Dave Wood's Book Report, April 22, 2009
As I've mentioned before, I love to read books that embrace a specific locale. In fact I got started reading when I was in high school and someone told me about Sinclair Lewis, a writer who grew up in a small town, like me. I gobbled up "Main Street" because it smelled like home.
There's a new book out set in a small Wisconsin city, which I have just gobbled up and would like to see more.
Dwight Allen is a Madisonian who graduated from Lawrence University and has just published his second novel, "The Typewriter Satyr," by Dwight Allen (Terrace Books, $24.95)
Tall, gangly Oliver Poole lives in Midvale in the heart of the Badger State. It's a college town, sort of liberal. Oliver is married to a prominent attorney, has four kids plays softball on an old-timers team and for a living, repairs typewriters. Not a great profession in this age of word processors.
One day a talk show host on a public access radio station, Annalise, shows up at his shop and asks him to restore an old typewriter.
They fall in love, Oliver's marriage bottoms out and the new relationship is more than rocky. Both characters have their hangups and personality disorders.
Oliver, for one, is growing old. He's also a hopeless romantic who memorizes love poems. This is a wry and funny book, often heartbreaking because any reader who can't see Annelise and Oliver in their own lives isn't looking very hard.
And then there's the writing. Author Allen's description of Oliver performing his morning toilette is skillfully done and reminds me of writing ranging from Jonathan Swift's "Gulliver's Travels" to Kurt Vonnegut Jr.'s "God Bless You, Mr. Rosewater."
"He toweled his nose dry. He studied a line that curved down fro below the outer rim of his nostril to the corner near where his lips parted, a seam in which whiskers sometimes hid, like weeds in a ditch. (He had rooted them all out this morning.) He tilted his head back and peered into is nostrils, brambly passageways that little animals or elfin people might scramble through on their way to some foreign land ... He examined the blackhead further. He'd tried to pinch it out on other occasions, but it was there to stay, a cindery blemish."
I not only love Wisconsin, I also love New York City.
I haven't been there for a year, so I grabbed a new novel "Super in the City," by Daphne Uviller (Bantam, $12, paper). The cover said it was set in Greenwich Village, one of my favorite places.

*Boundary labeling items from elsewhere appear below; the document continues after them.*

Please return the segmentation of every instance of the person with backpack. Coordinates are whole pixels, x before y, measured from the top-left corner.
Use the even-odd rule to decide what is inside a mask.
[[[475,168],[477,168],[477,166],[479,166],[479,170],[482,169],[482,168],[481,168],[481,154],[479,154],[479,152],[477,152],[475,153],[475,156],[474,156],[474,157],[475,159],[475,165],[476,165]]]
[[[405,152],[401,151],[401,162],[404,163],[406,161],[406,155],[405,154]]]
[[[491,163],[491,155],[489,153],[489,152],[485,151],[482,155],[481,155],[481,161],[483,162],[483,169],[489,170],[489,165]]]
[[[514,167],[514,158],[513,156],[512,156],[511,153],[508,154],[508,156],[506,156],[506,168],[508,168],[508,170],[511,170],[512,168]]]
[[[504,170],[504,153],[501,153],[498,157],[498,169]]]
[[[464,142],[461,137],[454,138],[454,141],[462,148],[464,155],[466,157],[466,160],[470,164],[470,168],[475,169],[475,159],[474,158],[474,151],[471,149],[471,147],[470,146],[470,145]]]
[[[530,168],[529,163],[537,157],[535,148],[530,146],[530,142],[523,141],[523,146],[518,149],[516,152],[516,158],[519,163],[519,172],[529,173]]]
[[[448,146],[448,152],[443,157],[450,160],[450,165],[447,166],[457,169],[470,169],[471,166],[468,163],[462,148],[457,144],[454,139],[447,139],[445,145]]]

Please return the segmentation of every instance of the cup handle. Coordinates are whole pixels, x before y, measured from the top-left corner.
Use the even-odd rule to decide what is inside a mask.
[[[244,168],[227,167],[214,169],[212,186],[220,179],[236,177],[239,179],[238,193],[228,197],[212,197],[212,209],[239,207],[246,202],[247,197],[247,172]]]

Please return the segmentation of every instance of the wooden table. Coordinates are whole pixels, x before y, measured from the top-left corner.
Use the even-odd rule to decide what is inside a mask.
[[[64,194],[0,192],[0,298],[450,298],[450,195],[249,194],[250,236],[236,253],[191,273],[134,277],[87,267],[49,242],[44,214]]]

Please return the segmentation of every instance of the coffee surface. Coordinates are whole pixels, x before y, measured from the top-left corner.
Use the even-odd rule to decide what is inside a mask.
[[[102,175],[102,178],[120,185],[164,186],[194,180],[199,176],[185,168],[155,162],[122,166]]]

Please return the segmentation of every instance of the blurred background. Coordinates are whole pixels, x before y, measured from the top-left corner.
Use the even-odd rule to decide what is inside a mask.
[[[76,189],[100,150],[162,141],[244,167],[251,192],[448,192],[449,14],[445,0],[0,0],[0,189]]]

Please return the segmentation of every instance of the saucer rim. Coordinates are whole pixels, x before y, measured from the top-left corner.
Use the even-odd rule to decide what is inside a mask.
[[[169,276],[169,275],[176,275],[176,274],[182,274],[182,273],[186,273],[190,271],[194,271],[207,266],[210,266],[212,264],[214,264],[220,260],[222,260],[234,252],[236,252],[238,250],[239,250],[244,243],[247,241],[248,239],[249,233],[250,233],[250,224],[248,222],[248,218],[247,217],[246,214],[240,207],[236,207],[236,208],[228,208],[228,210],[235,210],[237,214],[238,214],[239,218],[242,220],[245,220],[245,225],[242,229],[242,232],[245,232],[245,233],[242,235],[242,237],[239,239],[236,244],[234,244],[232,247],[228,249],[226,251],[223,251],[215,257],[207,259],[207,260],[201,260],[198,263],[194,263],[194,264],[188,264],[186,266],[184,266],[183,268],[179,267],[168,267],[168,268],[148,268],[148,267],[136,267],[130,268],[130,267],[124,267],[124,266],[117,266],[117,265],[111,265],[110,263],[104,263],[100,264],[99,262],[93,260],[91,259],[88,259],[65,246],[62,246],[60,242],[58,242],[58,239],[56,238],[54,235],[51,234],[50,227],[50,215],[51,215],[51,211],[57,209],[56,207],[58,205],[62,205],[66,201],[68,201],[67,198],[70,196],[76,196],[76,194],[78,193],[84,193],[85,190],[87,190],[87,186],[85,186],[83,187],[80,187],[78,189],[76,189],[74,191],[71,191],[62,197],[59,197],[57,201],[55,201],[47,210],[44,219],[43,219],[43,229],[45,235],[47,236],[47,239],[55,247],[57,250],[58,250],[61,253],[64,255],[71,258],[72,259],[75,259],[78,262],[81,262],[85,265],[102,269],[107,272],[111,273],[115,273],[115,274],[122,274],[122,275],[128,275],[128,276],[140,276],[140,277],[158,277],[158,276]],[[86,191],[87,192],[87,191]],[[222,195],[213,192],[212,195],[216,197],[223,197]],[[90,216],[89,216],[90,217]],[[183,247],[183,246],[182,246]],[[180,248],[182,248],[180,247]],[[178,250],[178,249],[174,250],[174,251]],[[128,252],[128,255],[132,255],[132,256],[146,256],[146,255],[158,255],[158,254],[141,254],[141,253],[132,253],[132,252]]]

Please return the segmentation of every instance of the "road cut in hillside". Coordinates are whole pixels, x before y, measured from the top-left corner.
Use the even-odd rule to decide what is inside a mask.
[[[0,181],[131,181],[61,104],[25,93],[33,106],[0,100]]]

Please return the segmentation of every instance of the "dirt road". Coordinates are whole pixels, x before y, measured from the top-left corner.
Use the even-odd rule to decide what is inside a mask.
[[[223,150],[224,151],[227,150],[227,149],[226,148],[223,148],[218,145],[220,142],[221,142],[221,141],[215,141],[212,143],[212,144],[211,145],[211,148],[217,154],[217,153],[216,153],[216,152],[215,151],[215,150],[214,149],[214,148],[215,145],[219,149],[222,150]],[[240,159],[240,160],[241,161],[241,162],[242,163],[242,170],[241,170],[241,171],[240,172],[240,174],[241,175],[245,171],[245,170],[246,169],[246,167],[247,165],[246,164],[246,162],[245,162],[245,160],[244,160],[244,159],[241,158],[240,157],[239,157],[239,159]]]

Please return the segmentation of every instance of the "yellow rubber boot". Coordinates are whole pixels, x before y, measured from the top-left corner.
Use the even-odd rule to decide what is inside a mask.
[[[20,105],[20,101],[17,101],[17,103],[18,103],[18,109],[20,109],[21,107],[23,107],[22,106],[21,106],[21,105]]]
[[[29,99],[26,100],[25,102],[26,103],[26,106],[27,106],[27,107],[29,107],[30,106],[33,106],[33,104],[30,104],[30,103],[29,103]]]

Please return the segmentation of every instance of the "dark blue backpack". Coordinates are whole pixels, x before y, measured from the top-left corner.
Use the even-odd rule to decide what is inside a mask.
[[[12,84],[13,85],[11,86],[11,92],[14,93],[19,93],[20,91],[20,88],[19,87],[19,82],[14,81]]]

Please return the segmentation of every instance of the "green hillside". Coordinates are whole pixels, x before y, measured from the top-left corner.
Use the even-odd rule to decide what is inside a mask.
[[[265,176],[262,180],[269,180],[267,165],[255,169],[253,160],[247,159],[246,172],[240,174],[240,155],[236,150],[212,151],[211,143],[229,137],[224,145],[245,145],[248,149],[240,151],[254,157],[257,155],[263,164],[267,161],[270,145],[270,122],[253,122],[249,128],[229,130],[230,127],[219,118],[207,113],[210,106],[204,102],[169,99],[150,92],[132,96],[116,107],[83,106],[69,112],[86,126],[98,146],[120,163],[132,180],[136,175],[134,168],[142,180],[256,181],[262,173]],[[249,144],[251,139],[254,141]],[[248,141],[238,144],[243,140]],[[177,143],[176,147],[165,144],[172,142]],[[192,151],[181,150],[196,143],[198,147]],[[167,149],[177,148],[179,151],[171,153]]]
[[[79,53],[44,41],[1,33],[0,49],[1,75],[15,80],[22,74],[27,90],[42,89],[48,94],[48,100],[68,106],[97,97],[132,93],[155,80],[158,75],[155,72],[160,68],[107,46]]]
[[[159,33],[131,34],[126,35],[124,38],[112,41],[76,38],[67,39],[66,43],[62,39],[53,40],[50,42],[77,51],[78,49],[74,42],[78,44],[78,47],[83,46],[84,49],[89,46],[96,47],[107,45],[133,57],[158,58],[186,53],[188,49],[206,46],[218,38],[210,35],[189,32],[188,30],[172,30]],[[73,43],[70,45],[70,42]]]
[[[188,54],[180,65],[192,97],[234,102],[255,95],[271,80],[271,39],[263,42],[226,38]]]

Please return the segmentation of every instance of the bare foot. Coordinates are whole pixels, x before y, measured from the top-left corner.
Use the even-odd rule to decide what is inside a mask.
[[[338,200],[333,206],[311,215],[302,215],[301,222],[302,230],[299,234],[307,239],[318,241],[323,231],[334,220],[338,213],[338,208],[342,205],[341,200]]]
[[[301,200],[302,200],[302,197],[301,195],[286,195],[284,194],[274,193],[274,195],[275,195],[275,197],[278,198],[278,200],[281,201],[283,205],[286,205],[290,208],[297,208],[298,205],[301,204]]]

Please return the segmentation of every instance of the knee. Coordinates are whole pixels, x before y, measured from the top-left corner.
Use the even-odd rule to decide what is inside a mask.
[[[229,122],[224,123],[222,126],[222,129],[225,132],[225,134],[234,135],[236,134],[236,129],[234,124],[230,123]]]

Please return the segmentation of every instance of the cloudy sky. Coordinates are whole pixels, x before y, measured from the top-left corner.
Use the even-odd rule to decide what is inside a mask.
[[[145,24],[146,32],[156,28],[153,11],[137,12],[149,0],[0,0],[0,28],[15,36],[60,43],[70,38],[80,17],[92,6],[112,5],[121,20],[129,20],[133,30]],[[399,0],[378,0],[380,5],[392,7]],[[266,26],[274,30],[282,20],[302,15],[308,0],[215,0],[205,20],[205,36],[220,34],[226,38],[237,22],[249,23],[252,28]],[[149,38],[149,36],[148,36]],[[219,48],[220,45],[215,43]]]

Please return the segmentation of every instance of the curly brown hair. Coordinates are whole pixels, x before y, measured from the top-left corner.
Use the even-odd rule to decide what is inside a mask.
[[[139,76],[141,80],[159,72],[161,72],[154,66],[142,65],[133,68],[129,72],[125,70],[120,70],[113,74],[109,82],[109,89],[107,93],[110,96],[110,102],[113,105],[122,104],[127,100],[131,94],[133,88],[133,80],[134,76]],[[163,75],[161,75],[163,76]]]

I adore Washington Square, the playgrounds where grown men play pickup basketball, the restaurants like Minetta's next to NYU where an old couple walked in when we were there and asked the headwaiter where the spinach was purchased in the evening's lasagna. The headwaiter replied and the old man said "#&^*^%$$ you, you jerk."
You'll meet characters like that in Uviller's new novel. Her heroine is Zephyr Zuckerman, a med school and a law school dropout, who spends her time crashing parties and eating hors d'oeuvres and falling in love with a newspaper reporter who drinks beer while in the act of coitus. Zephyr's family owns an apartment building. When their handyman, or super, disappears, Zephyr gets the job of fixing toilets, changing light bulbs and solving mysteries.
For me the mysteries are incidental. I like Uviller's description of the Village and all its glamour and all its seediness.
Speaking of seediness, there's always Dublin, which we haven't visited since 1970. Back then it was truly seedy with beggars on every corner.
Ireland eventually enjoyed an economic boom, so I imagine it's a bit different now, but not in "Heart and Soul," by Maeve Binchy (Knopf, $26.95). Binchy is a grand Irish short story writer and that's nowhere more apparent than in this new collection, which involves Dr. Clara Casey, who is hired to organize a clinic in a Dublin warehouse slum. She succeeds, but not after lots of trouble and the patients she meets in the interlocking story of this her 19th book.